Typical waveform of angle and velocity in (a) Healthy and (b) degenerative cerebellar ataxia (DCA) groups. The tops indicate the waveform of the angle of the handle, and the bottom indicates the velocity waveform. The horizontal scales indicate time. The vertical scales indicate the angle (degree) of the handle in the top waveforms and the velocity (degree/sec) of handle movement in the bottom waveforms. The green lines indicate the star/target angle. The black lines indicate the actual trajectory in top waveforms and the calculated velocity in bottom waveforms. The vertical red dot lines indicate onset and offset timing. The difference between the actual angle and the target angle is defined as a targeting error in top waveforms. The red lines indicate minimum-jerk trajectory in the top waveform. The gray area between actual and minimum-jerk trajectory is trajectory error. Abbreviations: RT, reaction time; MV, maximum velocity; MT, movement time.
Movement onset and offset were defined as the time at over and under 10% MV, respectively. RT was defined as the time from the beep sound to movement onset (Fig. 3). Movement time (MT) was defined as the time between movement onset and offset. The absolute targeting error (TargetE) was defined as the difference between the target and actual handle angles at the time of movement offset. To estimate the tremor and decomposition of the trajectory, the trajectory error (TrajectE) was calculated as the integral absolute value of the difference between the actual trajectory and minimum-jerk trajectory of the angle. If dysmetria is present, TargetE will increase. The minimum-jerk trajectory35 was calculated as the trajectory that minimizes the time-integrated value of the square of the jerk angle at the MT. If a perfectly efficient exercise with a unimodal profile of velocity peaks is performed, the value of TrajectE will be zero; however, if an exercise involving motion decomposition that results in a velocity profile with two or more peaks is performed, TrajectE will be large. If the performance in the ballistic targeting task is high, RT, MT, TrajectE, and TargetE will be small, and MV will be high.
To test for differences in age, cSP, and rMT, a t-test was conducted based on the results of Levene’s test for equality of variances between the Healthy and DCA groups. If variances were not equal, a non-parametric test (Mann–Whitney U test) was used instead of the t-test. Receiver operating characteristic (ROC) curve analysis was performed to estimate the ability of cSP to differentiate between healthy individuals and individuals with DCA. To compare the rate of premature task errors, including "holding error" and “false start” between the healthy and DCA groups, the Chi-square test was conducted.

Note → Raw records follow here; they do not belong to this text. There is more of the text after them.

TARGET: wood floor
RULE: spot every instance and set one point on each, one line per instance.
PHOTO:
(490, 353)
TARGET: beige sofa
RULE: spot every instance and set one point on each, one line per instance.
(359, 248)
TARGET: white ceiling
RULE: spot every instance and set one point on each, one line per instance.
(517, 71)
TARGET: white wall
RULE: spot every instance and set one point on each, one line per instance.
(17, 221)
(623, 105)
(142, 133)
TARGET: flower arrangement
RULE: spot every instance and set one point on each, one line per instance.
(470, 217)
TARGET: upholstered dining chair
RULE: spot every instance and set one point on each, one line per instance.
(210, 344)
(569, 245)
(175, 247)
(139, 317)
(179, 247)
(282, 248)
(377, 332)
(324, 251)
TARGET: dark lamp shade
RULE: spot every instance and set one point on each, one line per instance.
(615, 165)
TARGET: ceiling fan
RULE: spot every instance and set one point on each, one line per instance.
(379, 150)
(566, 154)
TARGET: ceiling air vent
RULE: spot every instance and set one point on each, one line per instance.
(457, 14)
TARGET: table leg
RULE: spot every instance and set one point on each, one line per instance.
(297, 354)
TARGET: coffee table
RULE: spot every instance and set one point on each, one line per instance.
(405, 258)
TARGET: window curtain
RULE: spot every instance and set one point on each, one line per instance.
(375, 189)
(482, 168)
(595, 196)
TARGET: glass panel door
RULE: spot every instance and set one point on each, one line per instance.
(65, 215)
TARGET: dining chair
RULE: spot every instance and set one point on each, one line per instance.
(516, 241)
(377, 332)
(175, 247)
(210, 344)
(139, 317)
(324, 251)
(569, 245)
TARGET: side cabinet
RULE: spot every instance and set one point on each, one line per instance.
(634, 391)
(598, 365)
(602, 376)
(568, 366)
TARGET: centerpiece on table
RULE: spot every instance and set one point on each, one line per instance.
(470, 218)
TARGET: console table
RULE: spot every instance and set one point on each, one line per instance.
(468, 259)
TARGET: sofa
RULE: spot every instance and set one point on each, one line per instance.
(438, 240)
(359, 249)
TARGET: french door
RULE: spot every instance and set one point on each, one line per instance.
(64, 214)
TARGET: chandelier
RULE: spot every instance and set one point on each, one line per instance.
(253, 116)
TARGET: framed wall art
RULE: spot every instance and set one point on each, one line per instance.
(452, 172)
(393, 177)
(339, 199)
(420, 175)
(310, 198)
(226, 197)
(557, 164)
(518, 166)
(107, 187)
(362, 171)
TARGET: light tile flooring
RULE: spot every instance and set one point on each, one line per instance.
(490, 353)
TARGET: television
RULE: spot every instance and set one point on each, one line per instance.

To estimate the effect of disease (Healthy or DCA) and the number of trials (Trials 1, 2, and 3) on task performance (RT, MV, MT, TrajectE, and TargetE), a two-way analysis of variance (ANOVA) was conducted. However, if equality of variances was not confirmed by Levene’s test, a non-parametric test (Kruskal–Wallis test) was used to estimate the effect on these parameters. If any factor affected the parametric or non-parametric ANOVA, we conducted a post-hoc test (t-test or Mann–Whitney U test) to compare healthy individuals to patients with DCA for each trial. We also performed multiple comparisons between trials 1, 2, and 3 within disease groups, with Bonferroni correction applied (alpha level, 2 inter-disease, 3 inter-trial).

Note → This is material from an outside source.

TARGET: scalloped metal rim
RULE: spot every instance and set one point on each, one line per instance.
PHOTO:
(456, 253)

To investigate whether there was a correlation between cSP, SARA, and exercise performance measures, we conducted separate correlation analyses for the DCA and healthy control groups. The Shapiro–Wilk test was conducted to test for normality. If the Shapiro–Wilk test indicated a non-normal distribution of data, Spearman’s test was applied. If the distribution was normal, Pearson’s test was applied. All statistical analyses were conducted using JASP software (version 0.17.1; University of Amsterdam, Amsterdam, Netherlands)36, and the alpha level was set at 0.05.
Ethics approval
This study was approved by the Ethics Committees of Shijonawate Gakuen University (approval code: 20-4, 19-9), National Center of Neurology and Psychiatry (approval code: A2020-113), and Institute of Brain and Blood Vessels Mihara Memorial Hospital (approval code: 104-03).
Informed consent
All participants were briefed on the experiment and signed a consent form before participation.
Results
Data were collected from 16 participants. There were no side effects of single-pulse TMS or ballistic targeting tasks.

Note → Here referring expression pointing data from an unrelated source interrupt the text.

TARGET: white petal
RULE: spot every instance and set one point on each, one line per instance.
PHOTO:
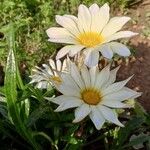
(92, 58)
(121, 95)
(102, 77)
(62, 52)
(76, 75)
(120, 49)
(96, 117)
(75, 49)
(85, 76)
(115, 86)
(68, 40)
(93, 74)
(121, 34)
(106, 51)
(84, 18)
(59, 65)
(110, 115)
(68, 24)
(94, 10)
(112, 77)
(81, 112)
(63, 98)
(66, 105)
(114, 25)
(103, 17)
(52, 63)
(114, 104)
(68, 86)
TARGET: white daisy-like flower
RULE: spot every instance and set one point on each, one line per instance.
(94, 94)
(92, 31)
(47, 75)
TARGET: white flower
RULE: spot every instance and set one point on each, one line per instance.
(43, 77)
(92, 31)
(94, 93)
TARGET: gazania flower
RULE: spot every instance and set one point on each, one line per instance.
(92, 31)
(94, 94)
(43, 77)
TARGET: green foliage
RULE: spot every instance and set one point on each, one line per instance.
(27, 120)
(32, 19)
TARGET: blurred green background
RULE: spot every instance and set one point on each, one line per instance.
(32, 18)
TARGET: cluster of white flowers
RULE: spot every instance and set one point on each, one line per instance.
(87, 88)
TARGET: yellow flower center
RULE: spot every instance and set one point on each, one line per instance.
(91, 96)
(90, 39)
(56, 79)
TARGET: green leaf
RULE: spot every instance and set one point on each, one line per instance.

Inhibitory cortical excitability
Levene’s test revealed equal variance in age (F = 0.002, p = 0.964) and cSP (F = 0.102, p = 0.754) but not in rMT (F = 5.711, p = 0.031) between the Healthy and DCA groups. The t-test or Mann–Whitney test revealed that there was no significant difference in age (t = 0.022, df = 14, p = 0.982) and rMT (U = 13.5, df = 14, p = 0.058) between Healthy and DCA (Fig. 4-a,); however, there were significant differences in cSP (t = -3.324, df = 14, p = 0.005) (Fig. 4-b, c) between the Healthy and DCA groups. Figure 4-d indicates the ROC for the indicator of the ability to detect DCA from the healthy population. Logistic regression analysis revealed that cSP had significant discriminative power (Akaike's Information Criterion = 18.046, Bayesian Information Criterion = 19.591, df = 14, chi-square = 8.135, p = 0.004, McFadden R2 = 0.367), and the area under the curve (AUC) was 0.891.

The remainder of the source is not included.